Police in New Haven, Conn., took Raymond Clark III, 24, into custody in order to execute a warrant to collect DNA samples from him, authorities announced. Police also collected items from the home Clark shares with his fiancée in Middletown, about 20 miles north of New Haven, before police released him early Wednesday.
Clark was not charged, nor was he officially named a suspect in the case of Yale grad student Annie Le, a bride-to-be who was found dead in a building near the medical school on Saturday.
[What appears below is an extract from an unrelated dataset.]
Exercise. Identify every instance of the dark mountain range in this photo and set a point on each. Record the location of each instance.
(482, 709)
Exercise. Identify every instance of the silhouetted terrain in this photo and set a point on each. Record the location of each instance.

Police did name Clark as a "person of interest," however.
"We took him into custody to gather evidence from his body and his person," Police Chief James Lewis told reporters. Clark was released to his attorney at 3 a.m. Wednesday, according to New Haven police spokesman Joe Avery. Clark complied with requests for DNA samples Avery said, adding that Clark is now free to go wherever he wants.
Clark, who has been in the employ of Yale University for four years, worked in the basement where Le's body was found. According to reports, he failed an FBI lie-detector test and had scratches on his chest. A university source told the New Haven Register that Clark and Le likely knew each other, because he cared for the mice she used in her experiments.
According to the Los Angeles Times, only someone intimately familiar with the building's basement would have stashed her body there.
Clark's sister, brother-in-law and fiancée all worked at the university as well. He is to be married in December 2011. Le was to have been married last Sunday, the day her body was discovered. She disappeared Sept. 8.
On Tuesday, Le's family issued a statement through family friend the Rev. Dennis Smith. "The entire Yale community as well as our extended families and friends have been very supportive, helpful and caring," he said. "Our loss would have been immeasurably more difficult to cope with without their support."